Expelling Diplomats in Latin America

Anthony Jordan and John P. Tuman, "Explaining Expulsions of U.S. Diplomatic Personnel from Latin America: 1991-2016." Latin American Policy 9, 2 (December 2018): 238-257. Gated.

Abstract:

This article examines expulsions of U.S. diplomats from Latin America and the Caribbean between 1991 and 2016. Employing an original data set of expulsions of U.S. diplomatic personnel, the analysis focuses on the number of first‐mover expulsions—cases where the Latin American government was the first to expel a U.S. diplomat in a year. The models are estimated with pooled negative binomial regression with robust standard errors. The results suggest there were more first‐mover expulsions in countries governed by radical, populist‐left presidents. For the radical, populist Left, expulsions offered a low‐cost mechanism to pursue opposition to U.S. influence in Latin America while also giving executives an opportunity to strengthen ties to their electoral base. Results also show that presidential election years had a positive and significant effect. Prior retaliatory expulsions, alleged U.S. interference, other types of executive‐party control, and economic ties with the United States and China had no effect on expulsions. Oil exports to the United States were associated positively with higher expulsion counts, which we attribute to the unwillingness of radical populists—and of the United States—to escalate diplomatic tensions into wider economic conflicts.
I never thought of doing an empirical study of expulsions--this is a fun article. I'd say it confirms what we would've guessed, which is that government more hostile to the U.S., which are leftist-populist, are more likely to expel diplomats, and especially during presidential election years. It is a low-cost signal of autonomy.

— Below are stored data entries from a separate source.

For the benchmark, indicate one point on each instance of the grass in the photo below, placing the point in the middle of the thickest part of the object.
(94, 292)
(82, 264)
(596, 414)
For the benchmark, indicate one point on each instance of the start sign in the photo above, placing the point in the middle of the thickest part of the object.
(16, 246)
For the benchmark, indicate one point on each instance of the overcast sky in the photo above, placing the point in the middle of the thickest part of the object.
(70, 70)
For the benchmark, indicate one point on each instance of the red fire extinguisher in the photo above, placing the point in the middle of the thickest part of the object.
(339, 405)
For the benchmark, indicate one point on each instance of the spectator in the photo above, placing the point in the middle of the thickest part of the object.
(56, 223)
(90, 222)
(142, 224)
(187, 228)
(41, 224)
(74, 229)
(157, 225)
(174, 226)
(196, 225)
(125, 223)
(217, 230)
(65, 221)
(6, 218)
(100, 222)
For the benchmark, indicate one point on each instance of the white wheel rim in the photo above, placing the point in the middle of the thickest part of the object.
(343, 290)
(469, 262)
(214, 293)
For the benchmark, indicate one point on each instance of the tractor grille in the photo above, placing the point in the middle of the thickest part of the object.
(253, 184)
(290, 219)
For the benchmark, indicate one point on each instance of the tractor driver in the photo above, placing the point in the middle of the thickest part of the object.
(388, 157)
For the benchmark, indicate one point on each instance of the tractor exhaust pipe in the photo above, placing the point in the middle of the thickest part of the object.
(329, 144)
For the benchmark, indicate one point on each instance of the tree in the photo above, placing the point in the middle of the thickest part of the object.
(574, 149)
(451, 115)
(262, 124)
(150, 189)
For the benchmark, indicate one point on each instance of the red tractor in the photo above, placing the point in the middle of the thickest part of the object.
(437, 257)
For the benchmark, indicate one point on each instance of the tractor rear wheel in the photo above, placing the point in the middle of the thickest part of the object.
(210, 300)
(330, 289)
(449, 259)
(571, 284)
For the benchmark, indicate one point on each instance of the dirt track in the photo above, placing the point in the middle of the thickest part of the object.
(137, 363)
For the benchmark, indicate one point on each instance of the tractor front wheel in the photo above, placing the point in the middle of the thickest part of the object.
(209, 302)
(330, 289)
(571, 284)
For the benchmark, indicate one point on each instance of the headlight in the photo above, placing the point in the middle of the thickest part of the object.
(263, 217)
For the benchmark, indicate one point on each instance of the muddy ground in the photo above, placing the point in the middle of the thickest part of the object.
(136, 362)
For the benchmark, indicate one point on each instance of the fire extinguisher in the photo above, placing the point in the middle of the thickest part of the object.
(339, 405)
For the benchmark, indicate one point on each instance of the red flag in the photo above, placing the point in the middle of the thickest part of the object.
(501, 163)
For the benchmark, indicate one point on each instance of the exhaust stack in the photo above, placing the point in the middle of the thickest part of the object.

The article goes further with the insight about oil exporters, which tend to expel more.
[A]lthough radical populists were willing to use expulsions to signal the United States and drum up domestic support, they refrained from using oil as a form of leverage with the United States—due in part to their dependence on oil for government revenue. At the same time, because the United States adopted a carefully calibrated response to expulsions, there was no penalty (or embargo) imposed on oil exports to the United States or other trade with countries engaging in expulsions.
Until the U.S. imposed sanctions on PDVSA earlier this year, no one wanted to touch oil. So oil-exporters used expulsions as a sort of proxy and the unspoken agreement was that oil would be left alone.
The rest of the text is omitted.